Collections include: the Museum of Modern Art, New York; Tate Modern, London; Victoria & Albert Museum, London; Pompidou Centre, Paris; Hammer Museum, Los Angeles; the National Museum of African Art, Smithsonian Institution, Washington D.C; Iziko South African National Gallery, Cape Town and the Johannesburg Art Gallery, Johannesburg. Williamson has authored two books – ‘South African Art Now’ (2009) and ‘Resistance Art in South Africa’ (1989).

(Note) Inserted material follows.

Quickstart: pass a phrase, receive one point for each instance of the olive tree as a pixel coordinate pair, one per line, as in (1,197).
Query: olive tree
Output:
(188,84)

Awards and fellowships include: The Living Legends Award (2020), attributed by the South African government’s Department of Sports, Arts and Culture; the University of Johannesburg’s Ellen Kuzwayo Award (2018); the Rockefeller Foundation’s Bellagio Creative Arts Fellowship (2011); the Smithsonian’s Visual Artist Research Award Fellowship (2007) and the Lucas Artists Residency Fellowship (2005) from Montalvo Art Center in California.

​Williamson lives and works in Cape Town, South Africa.